Sorry my peeps, I’ve been neglecting you and haven’t written much. I haven’t applied for any writing jobs in about a week either! An unexpected opportunity for a better full-time job presented itself, and I’ve been focusing all my energy on that.
I saw the ad last Sunday morning, applied Sunday afternoon, got a call for an interview Monday morning, interviewed Wednesday morning, got a call for a 2nd interview Thursday morning, and had the 2nd interview this morning! Follow that? 😛
So an interesting part of their selection process is a personality test to see where people would best fit in the organization. I’ve never seen this in my 20 years of working! I didn’t have time to complete it during the interview today so I was allowed to take it home to finish it. And now I am completely stressed out by it! 😦 There were 5 sections with feeling questions or logic problems. For the feeling questions I had to choose among 4 random phrases and decide which one was most definitely me and which was not at all me, or state whether I agreed 100%, disagreed 100% or was kind of meh.

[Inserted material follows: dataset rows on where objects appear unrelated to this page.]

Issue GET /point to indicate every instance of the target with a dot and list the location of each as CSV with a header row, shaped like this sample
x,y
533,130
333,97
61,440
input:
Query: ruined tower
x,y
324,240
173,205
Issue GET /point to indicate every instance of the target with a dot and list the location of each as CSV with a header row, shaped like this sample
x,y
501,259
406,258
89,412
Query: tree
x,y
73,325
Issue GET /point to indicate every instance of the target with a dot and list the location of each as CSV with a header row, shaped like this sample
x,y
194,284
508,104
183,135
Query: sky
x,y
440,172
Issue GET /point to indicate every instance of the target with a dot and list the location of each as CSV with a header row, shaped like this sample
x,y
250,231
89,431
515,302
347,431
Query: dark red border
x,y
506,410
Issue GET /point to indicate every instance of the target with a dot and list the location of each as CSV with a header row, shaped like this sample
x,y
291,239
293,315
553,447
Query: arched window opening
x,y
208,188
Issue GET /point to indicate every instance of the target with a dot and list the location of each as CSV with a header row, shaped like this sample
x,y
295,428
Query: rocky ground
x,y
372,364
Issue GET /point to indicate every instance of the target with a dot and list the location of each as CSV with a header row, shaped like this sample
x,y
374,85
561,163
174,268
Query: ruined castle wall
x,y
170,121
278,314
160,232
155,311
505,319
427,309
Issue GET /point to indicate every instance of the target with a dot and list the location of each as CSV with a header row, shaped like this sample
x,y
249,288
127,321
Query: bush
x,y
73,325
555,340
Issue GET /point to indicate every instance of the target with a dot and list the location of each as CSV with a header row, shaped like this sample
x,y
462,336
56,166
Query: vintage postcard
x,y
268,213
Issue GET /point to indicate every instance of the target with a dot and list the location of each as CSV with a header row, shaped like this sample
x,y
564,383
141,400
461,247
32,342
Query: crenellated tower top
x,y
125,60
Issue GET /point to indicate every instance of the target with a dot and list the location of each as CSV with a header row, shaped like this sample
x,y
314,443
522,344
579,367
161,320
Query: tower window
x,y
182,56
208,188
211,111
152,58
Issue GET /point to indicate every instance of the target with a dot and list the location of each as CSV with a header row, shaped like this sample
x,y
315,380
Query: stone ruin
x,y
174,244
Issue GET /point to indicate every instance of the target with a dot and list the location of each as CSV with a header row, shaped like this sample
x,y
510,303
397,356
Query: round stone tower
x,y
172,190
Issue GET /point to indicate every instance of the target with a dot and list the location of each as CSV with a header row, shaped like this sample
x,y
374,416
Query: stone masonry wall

One section had all the previous statements reversed to try to trick me into answering differently. Then the logic problems were “what number comes next in the sequence” or “if I say tomato you say what” kind of thing which I feel like I kicked butt on for most of them.
So not only did I have awful flashbacks of taking the SAT with all the million circles I had to carefully color in with black ink, but I sometimes couldn’t decide which ONE of the 4 best fit or didn’t and I was paranoid that I said yes I am always willing to change my ways the first time and I don’t adapt to change easily the next time! Supposedly there’s no right or wrong answer but can you give me a little hint as to what answer will increase my chances that you will pick me instead of the other people you’re considering????
I know most people don’t test well and this is only a small part of what they will use to evaluate me. They said I have the experience and I feel like I made a good impression without answering too many questions in a stupid manner! But I just don’t like the uncertainty of evaluating myself without the opportunity to explain why I answered, or why I changed my answer without meaning to. Am I not really paying attention to details? Am I too moody? Will I put your stapler in Jell-O if you change your mind too many times and irritate me too much?
And don’t even ask if all the circles were fully colored in and stayed within the circle! I did at least use black ink as instructed so at least I can follow some directions!